Wilayah operasi Madago Raya yang dibagi dalam 4 sektor memiliki luas sekitar 5.049 Km2,  dimana sektor IV inilah yang paling luas dari pada sektor-sektor yang lain.

“Dengan tersisa 3 DPO MIT Poso yaitu Askar alias Jaid alias Pak Guru, Nae alias Galuh alias Mukhlas dan Suhardin alias Hasan Pranata, motivasi kepada pasukan dilapangan harus terus dilakukan untuk menuntaskan pencarian,” ujarnya.

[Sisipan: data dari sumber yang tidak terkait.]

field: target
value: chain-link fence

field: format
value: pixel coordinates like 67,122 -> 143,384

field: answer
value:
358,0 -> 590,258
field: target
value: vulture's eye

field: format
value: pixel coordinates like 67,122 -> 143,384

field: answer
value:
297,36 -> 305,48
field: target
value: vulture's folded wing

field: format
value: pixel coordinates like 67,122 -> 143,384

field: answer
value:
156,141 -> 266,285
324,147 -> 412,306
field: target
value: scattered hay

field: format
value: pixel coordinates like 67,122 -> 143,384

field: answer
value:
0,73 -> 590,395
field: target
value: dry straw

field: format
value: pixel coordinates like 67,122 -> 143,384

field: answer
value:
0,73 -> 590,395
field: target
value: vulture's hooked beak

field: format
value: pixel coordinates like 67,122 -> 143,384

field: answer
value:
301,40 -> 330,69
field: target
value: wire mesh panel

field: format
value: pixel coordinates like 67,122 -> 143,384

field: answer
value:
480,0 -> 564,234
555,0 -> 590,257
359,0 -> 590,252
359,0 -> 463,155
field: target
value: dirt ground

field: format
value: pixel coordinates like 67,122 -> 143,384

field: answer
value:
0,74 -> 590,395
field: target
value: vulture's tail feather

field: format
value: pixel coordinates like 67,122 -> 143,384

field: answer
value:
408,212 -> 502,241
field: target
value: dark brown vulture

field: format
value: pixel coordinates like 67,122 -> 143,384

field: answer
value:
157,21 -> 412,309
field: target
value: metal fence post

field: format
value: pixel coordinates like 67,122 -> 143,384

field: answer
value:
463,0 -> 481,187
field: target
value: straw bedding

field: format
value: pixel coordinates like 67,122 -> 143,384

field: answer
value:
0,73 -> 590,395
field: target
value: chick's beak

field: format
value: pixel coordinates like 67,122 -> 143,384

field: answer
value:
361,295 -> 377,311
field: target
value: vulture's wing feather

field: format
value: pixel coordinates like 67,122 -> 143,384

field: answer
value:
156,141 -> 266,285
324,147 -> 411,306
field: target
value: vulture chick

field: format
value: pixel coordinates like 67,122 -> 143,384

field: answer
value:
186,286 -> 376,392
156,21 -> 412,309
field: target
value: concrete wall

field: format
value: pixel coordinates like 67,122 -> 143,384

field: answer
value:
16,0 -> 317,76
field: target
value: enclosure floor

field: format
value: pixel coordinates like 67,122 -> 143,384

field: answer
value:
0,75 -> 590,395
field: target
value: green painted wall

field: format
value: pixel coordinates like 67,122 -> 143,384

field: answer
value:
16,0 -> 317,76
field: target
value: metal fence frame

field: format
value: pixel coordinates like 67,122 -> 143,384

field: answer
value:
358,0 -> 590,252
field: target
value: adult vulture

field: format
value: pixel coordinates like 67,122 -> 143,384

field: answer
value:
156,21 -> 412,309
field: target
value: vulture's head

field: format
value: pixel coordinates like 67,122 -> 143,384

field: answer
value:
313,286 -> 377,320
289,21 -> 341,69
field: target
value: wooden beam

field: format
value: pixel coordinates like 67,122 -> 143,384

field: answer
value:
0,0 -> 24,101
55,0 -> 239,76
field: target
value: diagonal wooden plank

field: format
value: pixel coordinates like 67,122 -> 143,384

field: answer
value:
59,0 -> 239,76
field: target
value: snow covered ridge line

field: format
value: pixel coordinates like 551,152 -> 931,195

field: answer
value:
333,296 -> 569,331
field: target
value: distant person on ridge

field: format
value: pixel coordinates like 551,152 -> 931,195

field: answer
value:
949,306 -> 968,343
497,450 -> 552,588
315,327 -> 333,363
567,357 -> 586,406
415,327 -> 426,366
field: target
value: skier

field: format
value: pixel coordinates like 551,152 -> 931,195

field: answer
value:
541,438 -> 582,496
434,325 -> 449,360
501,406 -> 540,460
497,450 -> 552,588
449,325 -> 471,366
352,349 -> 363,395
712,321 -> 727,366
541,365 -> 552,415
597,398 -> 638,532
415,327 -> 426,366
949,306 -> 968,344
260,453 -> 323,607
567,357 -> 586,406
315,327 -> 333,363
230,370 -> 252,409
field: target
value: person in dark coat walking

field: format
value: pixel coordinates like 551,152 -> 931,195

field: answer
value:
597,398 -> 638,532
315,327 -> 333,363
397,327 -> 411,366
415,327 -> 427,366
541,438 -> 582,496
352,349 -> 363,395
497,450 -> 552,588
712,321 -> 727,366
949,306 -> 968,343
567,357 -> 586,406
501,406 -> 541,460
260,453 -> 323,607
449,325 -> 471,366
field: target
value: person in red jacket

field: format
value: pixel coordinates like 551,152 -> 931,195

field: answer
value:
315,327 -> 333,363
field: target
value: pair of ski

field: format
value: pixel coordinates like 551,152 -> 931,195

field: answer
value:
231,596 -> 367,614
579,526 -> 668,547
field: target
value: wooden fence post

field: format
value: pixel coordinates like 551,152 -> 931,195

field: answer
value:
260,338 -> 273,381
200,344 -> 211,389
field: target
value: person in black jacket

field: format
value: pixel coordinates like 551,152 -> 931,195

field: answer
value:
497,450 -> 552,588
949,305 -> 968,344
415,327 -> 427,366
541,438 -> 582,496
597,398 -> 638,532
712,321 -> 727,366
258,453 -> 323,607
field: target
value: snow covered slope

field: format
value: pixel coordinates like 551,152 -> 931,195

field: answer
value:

Kasatgas Humas Kombes Pol. Didik Supranoto, kembali mengimbau kepada 3 DPO MIT Poso, untuk sebaiknya segera menyerahkan diri.

“Kepada warga masyarakat dilokasi wilayah operasi untuk menghentikan memberikan bantuan makanan atau bantuan dalam bentuk lainnya, karena ada konsekuensi hukum bila ditemukan dilapangan,” tegasnya.